A life vest or, as a cheaper substitute, the inflated inner-tube of a tire are among the few items that migrants carry these days when they arrive on the shores of southern Spain.
Shoes, clothes and cash are often lost along the journey. Identity documents and, increasingly, cellphones make the trip.
Wrapped in plastic to resist the salt waters of the Strait of Gibraltar, the cellphones are crucial links to humanitarian groups and maritime authorities, so those crossing the dangerous waters can send their locations for rescues.
Once ashore, the soaked but power-drained batteries are laid on the ground to absorb the warmth of the sun, which many believe will give the phones a few seconds of extra life to contact their relatives.
Emergency makeshift relief centers now dot Spain’s southern coast, testament to a surge in arrivals by sea as Italy’s clampdown sends migrants further westward.
Far-right, nationalist and populist politicians have gained ground in both Rome and Berlin, prompting the European Union to re-examine its migration policies. Last week EU leaders struck a deal on migration that most human rights organizations and activists call insufficient.

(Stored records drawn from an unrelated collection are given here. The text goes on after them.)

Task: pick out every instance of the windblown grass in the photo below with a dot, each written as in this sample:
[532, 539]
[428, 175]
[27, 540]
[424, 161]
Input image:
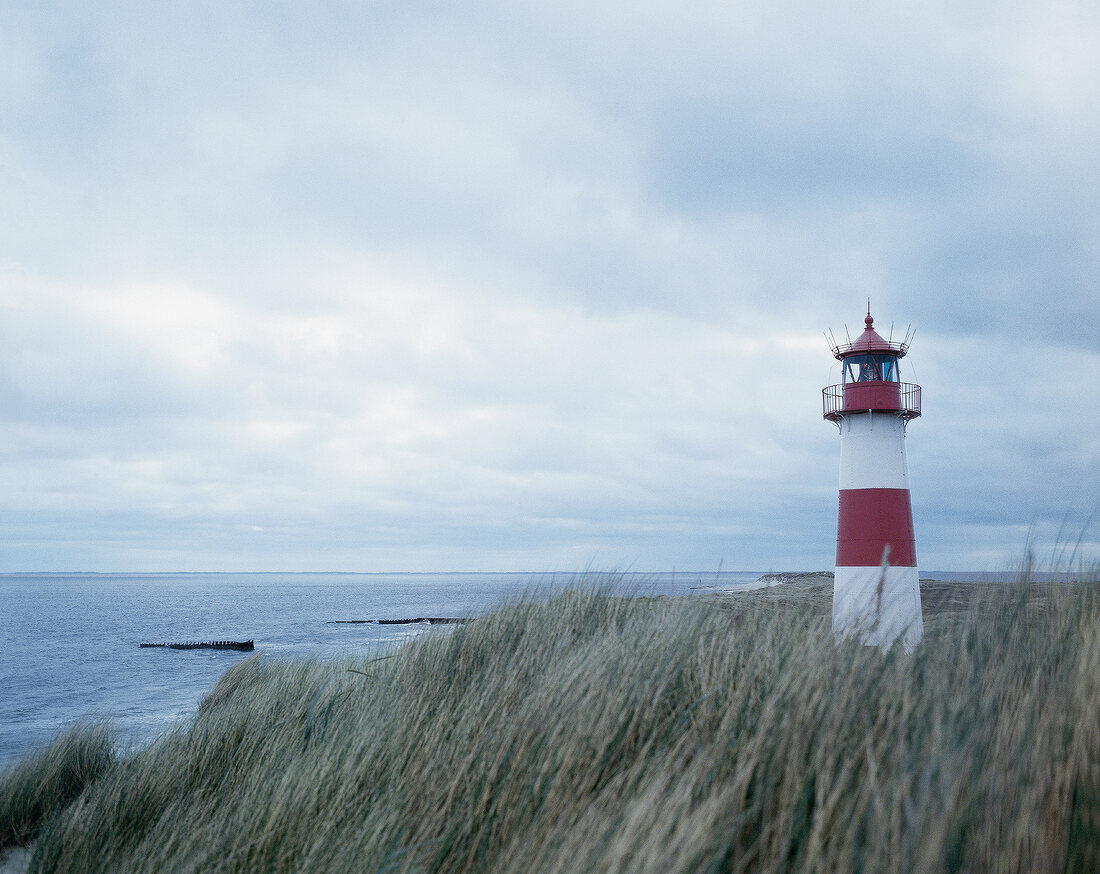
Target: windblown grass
[594, 732]
[48, 781]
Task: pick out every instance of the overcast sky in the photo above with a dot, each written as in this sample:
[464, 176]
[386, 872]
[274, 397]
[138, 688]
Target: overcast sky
[410, 286]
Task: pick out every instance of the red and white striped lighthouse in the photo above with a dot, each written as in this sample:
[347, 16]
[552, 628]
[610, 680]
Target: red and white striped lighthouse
[876, 590]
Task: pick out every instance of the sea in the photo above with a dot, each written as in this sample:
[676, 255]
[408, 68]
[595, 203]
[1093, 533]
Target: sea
[69, 643]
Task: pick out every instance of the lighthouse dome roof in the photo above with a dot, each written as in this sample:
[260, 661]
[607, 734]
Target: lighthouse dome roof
[870, 341]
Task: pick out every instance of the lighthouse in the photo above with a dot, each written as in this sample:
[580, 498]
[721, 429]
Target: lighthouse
[876, 589]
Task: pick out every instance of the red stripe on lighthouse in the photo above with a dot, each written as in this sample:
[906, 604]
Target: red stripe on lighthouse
[887, 515]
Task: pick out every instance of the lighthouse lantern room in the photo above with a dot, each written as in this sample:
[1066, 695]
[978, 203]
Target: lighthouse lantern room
[876, 592]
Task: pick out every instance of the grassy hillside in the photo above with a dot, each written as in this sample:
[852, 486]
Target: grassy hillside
[593, 732]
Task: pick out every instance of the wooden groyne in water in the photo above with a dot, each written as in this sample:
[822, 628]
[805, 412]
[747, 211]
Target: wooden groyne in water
[436, 620]
[241, 645]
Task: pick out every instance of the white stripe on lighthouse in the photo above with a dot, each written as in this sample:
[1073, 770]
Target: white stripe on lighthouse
[879, 605]
[872, 451]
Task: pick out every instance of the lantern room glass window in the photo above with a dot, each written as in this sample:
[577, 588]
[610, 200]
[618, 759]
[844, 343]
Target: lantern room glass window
[870, 368]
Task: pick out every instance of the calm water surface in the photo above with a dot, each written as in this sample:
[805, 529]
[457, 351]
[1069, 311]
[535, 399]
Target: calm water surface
[69, 642]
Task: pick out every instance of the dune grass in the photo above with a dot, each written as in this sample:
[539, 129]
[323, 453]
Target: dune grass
[48, 781]
[593, 732]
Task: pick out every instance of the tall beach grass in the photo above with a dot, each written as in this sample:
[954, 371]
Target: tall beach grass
[594, 732]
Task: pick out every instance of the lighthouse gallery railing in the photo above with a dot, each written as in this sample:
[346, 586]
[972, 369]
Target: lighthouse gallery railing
[910, 401]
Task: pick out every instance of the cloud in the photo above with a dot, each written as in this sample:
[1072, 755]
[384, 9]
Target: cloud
[399, 287]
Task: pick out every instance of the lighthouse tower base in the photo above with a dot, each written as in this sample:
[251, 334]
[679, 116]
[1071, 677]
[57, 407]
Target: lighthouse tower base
[880, 605]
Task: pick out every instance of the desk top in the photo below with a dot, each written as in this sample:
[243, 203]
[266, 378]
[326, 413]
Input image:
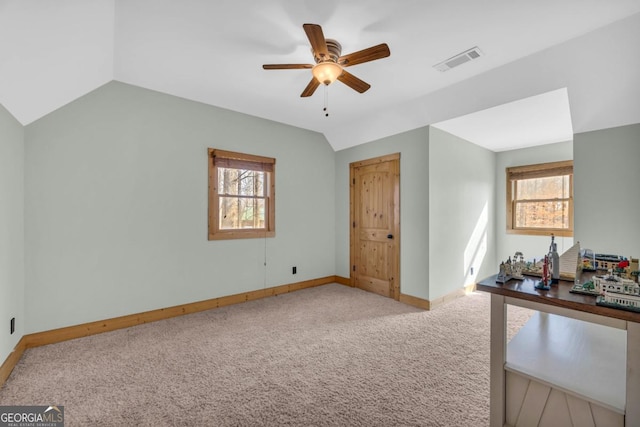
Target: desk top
[558, 296]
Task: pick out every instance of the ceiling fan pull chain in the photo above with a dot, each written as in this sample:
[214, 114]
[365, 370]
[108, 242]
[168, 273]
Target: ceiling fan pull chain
[326, 101]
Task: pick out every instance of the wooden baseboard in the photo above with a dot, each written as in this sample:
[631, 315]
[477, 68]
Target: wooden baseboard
[12, 360]
[431, 304]
[452, 295]
[78, 331]
[92, 328]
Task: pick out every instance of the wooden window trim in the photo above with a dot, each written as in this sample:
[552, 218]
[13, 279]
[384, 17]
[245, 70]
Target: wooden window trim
[540, 170]
[223, 158]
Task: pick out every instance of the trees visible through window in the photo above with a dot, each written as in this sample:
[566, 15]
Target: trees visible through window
[241, 195]
[540, 199]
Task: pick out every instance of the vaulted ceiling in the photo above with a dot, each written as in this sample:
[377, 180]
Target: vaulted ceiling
[52, 52]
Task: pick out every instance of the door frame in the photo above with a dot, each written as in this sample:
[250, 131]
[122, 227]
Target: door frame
[394, 260]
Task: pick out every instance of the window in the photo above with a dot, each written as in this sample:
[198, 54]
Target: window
[540, 199]
[241, 195]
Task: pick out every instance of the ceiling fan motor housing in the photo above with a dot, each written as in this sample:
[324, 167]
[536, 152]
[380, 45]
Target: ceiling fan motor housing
[334, 48]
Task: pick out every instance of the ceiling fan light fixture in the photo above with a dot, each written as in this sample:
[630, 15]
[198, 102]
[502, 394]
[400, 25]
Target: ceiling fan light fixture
[326, 72]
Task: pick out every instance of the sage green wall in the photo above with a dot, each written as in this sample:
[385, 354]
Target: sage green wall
[461, 213]
[607, 190]
[116, 207]
[12, 283]
[413, 147]
[530, 246]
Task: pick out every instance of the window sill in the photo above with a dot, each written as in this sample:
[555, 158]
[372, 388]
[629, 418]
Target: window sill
[540, 232]
[244, 234]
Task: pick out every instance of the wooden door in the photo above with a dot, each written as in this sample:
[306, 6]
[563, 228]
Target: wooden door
[375, 225]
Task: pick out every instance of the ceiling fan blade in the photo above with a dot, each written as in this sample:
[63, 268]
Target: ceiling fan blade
[353, 82]
[317, 40]
[286, 66]
[365, 55]
[311, 87]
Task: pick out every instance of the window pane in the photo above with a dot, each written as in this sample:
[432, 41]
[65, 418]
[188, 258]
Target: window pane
[543, 188]
[552, 214]
[241, 182]
[241, 213]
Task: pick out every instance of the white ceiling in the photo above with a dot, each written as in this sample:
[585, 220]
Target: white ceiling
[52, 52]
[537, 120]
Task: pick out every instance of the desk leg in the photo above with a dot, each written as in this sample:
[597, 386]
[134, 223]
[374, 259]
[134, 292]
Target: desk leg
[498, 359]
[632, 409]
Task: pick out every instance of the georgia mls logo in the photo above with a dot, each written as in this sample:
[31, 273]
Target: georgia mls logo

In Spain, meanwhile, about 15,000 migrants have already entered this year via the short but treacherous trip across the strait, the International Organization for Migration says. The trip is less than 9 miles (14 kilometers) from Morocco to Spain’s southern beach town of Tarifa.
Over 2,700 more migrants crossed into Spain by land in its North African enclaves of Ceuta and Melilla.
Disoriented and exhausted, groups of mostly men and teenagers, with some women with newborns, debark from the rescue boats. They shiver from the cold journey but are mostly grateful for the rescuers.
While most sub-Saharan migrants hope to be picked up by Spanish rescuers as soon as they leave Morocco’s territorial waters, some try desperately to get all the way to an Andalusian beach in order to evade near-certain deportation.
As Associated Press journalists found out last week during a trip to document the uptick in Mediterranean Sea arrivals, that situation causes tensions between rescuers and migrants. Often, migrants refuse help or jump out from rescue vessels as they enter the Spanish ports of Tarifa, Barbate or Algeciras.
To avoid clashes, civil guard officials have begun sailing alongside rescuers. Last Friday, an Italian coast guard ship operated by Frontex, the European border agency, escorted a Spanish rescue boat to the entrance to Tarifa’s port. On arrival, its Moroccan passengers — including women and children — were seen bound to each other by their wrists.
The situation has also prompted a surge of rubber boats carrying exclusively Moroccan teenagers who, as underage unaccompanied migrants, are allowed to remain under the care of authorities until they can reunite with relatives already living in Europe.
On June 29, a group of 34 of them arrived in a secluded beach near Tarifa. They were jubilant, cold and hungry when police, Red Cross volunteers and journalists found them near an old lighthouse.
Their boat lay deflated on the sand, at the mercy of the surging tide.